The remaining in-force notes of Bermudian reinsurance firm RenaissanceRe’s $140 million of Series 2017-1 notes issued by Fibonacci Reinsurance Ltd. have been extended again, presumably as loss development continues.
Fibonacci Reinsurance Ltd. is RenaissanceRe’s sidecar-like special purpose reinsurance vehicle, that provides investors and fund’s under RenRe’s management with catastrophe bond-like investments in property catastrophe and non-natural peril risks.
Fibonacci Re made its first issuance in time for the January 2017 renewals, when the sidecar-like vehicle issued a $140 million tranche of Series 2017-1 Class A participating ILS notes.

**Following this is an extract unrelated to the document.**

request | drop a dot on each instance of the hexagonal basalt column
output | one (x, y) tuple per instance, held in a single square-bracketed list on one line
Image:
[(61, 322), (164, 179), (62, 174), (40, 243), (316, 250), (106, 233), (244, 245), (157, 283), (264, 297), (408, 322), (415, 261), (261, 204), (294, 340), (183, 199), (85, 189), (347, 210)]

The $140 million tranche was scheduled to be on-risk for a year, with its maturity scheduled for January 10th 2018, but at maturity $136.7 million of the notes were allowed to mature, while the remaining $3.3 million of 2017-1 Class A outstanding notes had their maturity extended to the 10th April 2018.
Now those remaining $3.3 million of Fibonacci Re 2017-1 Class A notes have had their maturity extended again, this time to July 9th 2018.
It’s assumed that this small slice of the transaction faces some losses from 2017’s major catastrophe events and RenRe has extended the maturity to allow for losses to develop, or industry loss estimates to be finalised.
There is another $45 million Class B tranche of Series 2017-1 notes from Fibonacci Reinsurance still in force which are scheduled for maturity on June 8th 2018. At that time we will get to see whether the Class B Fibonacci tranche was also exposed to and faces potential losses from the catastrophes of 2017.